Efficient machine learning-assisted failure analysis method for circuit-level defect prediction

Integral to the success of transistor advancements is the accurate use of failure analysis (FA) which benefits in fine-tuning and optimization of the fabrication processes. However, the chip makers face several FA challenges as device sizes, structure, and material complexities scale dramatically. To sustain manufacturability, one can accelerate defect identification at all steps of the chip processing and design. On the other hand, as technologies scale below the nanometer nodes, devices are more sensitive to unavoidable process-induced variability. Therefore, metallic defects and process-induced variability need to be treated concurrently in the context of chip scaling, while failure diagnostic methods to decouple the effects should be developed.
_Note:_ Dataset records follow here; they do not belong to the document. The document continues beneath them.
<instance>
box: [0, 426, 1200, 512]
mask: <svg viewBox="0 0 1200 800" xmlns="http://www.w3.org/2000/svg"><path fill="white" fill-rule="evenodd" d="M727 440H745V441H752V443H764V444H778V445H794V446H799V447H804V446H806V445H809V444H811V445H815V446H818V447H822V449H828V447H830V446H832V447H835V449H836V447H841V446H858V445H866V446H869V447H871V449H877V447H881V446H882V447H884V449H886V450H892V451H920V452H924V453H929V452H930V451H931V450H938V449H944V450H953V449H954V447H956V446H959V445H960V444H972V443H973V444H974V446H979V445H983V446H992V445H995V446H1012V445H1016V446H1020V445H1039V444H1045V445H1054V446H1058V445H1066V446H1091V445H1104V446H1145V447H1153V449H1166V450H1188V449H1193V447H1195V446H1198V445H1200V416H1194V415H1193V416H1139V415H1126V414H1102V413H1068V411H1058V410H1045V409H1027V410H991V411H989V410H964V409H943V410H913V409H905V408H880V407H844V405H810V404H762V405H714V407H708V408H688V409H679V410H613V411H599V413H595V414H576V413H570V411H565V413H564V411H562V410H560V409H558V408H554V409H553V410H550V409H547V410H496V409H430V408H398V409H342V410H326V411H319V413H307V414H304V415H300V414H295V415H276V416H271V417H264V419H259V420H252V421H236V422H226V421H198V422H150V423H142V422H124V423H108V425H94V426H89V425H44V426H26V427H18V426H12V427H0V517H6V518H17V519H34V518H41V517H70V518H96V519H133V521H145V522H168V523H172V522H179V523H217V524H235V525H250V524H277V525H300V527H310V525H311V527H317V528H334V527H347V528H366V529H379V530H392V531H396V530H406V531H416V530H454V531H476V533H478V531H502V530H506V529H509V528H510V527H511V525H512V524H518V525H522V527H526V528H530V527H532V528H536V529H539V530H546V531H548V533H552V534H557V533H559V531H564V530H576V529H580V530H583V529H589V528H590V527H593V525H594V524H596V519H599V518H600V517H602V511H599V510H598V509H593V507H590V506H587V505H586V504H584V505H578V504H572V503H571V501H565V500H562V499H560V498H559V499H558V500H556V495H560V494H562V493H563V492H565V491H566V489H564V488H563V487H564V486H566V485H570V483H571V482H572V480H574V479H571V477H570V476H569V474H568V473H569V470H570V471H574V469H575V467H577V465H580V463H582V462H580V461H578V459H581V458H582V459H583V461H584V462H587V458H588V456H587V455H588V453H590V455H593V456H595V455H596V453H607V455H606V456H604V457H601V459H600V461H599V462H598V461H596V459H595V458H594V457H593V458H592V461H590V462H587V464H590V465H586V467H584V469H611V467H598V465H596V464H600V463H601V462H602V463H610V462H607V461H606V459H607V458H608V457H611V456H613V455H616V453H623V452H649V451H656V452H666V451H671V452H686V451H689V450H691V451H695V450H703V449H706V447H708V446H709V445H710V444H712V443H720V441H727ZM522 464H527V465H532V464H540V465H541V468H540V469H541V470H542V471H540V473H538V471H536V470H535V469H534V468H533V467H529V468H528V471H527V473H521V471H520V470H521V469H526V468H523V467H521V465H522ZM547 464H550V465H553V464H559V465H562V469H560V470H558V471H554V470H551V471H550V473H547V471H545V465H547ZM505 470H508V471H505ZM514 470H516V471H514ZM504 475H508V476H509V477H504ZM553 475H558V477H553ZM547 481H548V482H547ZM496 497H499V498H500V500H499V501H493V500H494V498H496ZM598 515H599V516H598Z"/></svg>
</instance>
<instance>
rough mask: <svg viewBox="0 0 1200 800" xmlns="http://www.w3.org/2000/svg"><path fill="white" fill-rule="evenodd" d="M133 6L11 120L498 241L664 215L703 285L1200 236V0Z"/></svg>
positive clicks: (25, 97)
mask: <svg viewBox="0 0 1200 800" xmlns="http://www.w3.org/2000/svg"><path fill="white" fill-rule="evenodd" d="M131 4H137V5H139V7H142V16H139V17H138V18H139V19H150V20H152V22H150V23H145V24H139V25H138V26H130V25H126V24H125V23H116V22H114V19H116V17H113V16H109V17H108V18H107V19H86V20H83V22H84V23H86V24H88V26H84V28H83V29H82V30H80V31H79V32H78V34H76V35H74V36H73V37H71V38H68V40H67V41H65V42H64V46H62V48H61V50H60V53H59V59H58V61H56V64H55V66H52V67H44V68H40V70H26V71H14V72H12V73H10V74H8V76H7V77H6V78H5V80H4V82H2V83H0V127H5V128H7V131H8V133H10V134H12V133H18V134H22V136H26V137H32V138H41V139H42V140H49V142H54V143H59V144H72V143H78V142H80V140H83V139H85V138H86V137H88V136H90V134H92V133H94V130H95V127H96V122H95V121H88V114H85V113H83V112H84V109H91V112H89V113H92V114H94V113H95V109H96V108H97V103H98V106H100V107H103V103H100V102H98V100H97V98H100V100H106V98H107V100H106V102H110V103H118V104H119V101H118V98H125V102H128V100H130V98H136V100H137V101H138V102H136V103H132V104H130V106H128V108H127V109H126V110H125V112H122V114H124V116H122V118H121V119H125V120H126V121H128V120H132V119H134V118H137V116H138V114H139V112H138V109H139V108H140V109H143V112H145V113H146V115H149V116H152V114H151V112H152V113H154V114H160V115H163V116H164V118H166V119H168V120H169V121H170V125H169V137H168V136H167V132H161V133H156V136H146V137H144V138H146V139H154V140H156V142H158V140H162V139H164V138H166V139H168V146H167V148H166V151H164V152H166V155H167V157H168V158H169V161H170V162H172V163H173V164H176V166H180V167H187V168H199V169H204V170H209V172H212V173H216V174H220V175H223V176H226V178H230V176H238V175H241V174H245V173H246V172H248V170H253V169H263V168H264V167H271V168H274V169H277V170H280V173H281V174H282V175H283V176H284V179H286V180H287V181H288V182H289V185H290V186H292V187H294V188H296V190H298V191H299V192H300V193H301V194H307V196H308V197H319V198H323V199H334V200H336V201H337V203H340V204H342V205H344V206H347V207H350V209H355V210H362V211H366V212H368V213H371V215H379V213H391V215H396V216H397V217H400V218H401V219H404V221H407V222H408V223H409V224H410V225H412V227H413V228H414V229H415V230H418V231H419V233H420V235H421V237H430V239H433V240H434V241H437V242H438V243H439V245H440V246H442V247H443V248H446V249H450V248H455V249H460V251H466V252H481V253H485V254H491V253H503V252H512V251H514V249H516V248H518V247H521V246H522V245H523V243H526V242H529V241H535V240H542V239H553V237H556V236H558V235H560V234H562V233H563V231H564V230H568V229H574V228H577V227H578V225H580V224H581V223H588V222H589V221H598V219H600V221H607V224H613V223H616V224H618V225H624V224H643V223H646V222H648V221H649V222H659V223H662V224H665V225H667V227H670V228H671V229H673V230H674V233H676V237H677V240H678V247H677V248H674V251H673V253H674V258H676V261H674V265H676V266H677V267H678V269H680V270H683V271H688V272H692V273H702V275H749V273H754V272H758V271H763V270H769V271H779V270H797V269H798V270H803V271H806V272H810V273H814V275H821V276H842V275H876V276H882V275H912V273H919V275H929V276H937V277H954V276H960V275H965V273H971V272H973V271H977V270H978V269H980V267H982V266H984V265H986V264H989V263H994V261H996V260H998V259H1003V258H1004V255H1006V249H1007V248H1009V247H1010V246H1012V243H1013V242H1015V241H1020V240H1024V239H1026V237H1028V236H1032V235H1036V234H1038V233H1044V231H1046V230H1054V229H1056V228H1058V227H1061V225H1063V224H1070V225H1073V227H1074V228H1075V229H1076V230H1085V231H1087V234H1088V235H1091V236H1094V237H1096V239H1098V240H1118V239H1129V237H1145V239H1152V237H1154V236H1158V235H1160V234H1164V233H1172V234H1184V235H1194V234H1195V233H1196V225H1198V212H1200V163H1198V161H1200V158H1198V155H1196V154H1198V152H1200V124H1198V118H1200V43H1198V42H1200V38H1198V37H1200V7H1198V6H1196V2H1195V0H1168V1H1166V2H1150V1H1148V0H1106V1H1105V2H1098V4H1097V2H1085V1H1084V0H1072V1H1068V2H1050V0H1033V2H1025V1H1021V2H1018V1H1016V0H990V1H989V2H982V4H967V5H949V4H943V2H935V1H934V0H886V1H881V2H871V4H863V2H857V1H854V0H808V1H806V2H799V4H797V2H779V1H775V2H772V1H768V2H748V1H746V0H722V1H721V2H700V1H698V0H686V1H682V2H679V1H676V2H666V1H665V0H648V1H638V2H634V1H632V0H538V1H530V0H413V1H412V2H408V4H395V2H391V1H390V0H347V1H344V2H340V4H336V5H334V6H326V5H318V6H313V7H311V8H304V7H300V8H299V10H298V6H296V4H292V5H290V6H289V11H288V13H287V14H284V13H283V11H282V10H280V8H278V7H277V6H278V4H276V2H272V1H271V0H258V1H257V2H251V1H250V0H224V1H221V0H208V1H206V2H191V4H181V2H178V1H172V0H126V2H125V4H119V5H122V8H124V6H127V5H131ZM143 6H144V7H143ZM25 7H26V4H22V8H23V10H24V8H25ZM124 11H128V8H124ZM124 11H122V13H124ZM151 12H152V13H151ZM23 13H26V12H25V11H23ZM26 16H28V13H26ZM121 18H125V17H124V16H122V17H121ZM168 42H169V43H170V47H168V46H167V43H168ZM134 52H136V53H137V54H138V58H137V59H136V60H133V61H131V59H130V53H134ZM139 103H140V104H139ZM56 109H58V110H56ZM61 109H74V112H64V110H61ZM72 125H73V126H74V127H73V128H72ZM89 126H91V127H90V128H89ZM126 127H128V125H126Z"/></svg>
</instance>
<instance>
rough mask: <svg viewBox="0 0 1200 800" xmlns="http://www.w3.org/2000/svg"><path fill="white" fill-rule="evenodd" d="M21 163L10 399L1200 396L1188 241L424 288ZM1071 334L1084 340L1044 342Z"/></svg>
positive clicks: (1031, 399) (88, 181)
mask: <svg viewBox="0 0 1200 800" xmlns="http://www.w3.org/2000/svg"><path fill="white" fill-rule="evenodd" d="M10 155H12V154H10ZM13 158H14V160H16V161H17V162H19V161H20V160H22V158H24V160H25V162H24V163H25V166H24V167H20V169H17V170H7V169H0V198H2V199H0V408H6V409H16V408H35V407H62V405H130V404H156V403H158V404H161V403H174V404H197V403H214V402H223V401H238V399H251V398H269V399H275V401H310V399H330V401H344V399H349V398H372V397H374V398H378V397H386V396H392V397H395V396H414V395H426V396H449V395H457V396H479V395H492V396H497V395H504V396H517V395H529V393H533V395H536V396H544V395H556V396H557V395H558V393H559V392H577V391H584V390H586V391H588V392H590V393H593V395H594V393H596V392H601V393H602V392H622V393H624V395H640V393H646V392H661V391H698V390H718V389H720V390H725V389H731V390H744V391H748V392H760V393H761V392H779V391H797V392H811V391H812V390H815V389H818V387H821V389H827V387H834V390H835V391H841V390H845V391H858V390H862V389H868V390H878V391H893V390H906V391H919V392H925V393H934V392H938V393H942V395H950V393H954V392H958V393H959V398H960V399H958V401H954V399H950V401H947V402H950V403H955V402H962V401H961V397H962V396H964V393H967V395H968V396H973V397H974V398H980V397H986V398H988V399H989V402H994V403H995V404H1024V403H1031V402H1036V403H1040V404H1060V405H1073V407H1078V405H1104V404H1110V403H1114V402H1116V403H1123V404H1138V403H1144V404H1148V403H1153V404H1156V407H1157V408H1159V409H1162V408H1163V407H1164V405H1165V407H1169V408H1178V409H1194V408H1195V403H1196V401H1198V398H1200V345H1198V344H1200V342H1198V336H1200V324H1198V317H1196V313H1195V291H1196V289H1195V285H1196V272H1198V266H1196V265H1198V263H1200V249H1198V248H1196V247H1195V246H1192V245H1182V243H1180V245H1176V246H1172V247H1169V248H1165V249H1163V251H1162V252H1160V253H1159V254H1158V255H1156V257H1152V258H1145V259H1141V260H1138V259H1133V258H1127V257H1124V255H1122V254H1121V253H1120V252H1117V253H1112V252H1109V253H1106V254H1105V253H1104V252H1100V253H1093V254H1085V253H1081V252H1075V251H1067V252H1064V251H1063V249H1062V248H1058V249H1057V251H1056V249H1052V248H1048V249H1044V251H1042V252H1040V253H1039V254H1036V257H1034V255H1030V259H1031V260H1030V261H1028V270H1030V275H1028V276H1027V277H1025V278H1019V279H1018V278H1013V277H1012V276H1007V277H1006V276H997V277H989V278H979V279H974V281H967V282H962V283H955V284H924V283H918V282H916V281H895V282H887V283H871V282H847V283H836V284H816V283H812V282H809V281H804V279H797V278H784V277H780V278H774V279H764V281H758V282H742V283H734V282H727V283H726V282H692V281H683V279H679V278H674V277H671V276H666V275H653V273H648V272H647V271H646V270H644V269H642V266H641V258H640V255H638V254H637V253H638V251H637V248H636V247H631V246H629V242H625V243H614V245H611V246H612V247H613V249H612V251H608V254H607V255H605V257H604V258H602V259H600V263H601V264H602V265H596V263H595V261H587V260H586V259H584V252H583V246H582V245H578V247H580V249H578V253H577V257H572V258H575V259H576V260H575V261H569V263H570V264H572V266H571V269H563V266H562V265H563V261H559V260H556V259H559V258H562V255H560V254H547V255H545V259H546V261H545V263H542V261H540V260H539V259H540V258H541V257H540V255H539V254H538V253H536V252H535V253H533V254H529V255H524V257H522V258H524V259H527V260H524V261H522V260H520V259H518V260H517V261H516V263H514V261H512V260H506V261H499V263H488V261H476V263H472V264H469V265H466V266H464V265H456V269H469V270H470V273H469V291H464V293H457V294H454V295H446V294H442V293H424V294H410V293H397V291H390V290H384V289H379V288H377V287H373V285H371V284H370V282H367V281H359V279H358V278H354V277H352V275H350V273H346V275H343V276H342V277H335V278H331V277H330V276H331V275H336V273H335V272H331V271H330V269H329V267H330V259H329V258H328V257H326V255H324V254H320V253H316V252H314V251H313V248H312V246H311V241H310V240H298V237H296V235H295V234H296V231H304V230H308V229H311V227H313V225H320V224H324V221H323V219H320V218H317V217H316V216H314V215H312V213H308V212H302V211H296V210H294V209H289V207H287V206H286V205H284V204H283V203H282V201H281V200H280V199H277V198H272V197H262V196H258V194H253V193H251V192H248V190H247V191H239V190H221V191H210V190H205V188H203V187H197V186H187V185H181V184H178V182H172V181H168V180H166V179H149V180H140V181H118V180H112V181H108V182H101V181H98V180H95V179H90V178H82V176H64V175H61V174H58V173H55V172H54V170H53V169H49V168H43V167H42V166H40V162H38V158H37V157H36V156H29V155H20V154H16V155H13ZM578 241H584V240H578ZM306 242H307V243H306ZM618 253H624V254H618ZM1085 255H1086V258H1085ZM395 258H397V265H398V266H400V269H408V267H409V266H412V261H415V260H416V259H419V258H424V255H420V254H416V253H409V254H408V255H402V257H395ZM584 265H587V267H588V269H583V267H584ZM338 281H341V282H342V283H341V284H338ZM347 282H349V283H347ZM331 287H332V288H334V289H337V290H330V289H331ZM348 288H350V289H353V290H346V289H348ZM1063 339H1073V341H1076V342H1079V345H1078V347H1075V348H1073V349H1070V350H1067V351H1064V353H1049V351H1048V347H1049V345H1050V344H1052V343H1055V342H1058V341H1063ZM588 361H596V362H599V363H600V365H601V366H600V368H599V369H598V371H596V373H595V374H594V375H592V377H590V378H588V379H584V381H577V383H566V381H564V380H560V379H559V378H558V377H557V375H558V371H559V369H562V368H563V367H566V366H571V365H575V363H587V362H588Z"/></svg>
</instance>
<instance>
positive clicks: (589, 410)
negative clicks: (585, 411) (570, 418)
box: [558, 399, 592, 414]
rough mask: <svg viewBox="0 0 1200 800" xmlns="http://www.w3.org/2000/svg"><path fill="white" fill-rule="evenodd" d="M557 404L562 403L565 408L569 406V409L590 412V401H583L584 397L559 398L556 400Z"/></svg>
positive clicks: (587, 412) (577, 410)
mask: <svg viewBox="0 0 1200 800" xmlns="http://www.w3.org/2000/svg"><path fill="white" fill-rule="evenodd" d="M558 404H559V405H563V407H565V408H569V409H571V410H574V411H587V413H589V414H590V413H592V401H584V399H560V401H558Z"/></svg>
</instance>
Indeed, the locating a defective component from thousands of circuits in a microchip in the presence of variability is a tedious task. This work shows how the SPICE circuit simulations coupled with machine learning based-physical modeling should be effectively used to tackle such a problem for a 6T-SRAM bit cell. An automatic bridge defect recognition system for such a circuit is devised by training a predictive model on simulation data. For feature descriptors of the model, the symmetry of the circuit and a fundamental material property are leveraged: metals (semiconductors) have a positive (negative) temperature coefficient of resistance up to a certain voltage range. Then, this work successfully demonstrates that how a defective circuit is identified along with its defective component's position with approximately 99.5 % accuracy. This proposed solution should greatly help to accelerate the production process of the integrated circuits.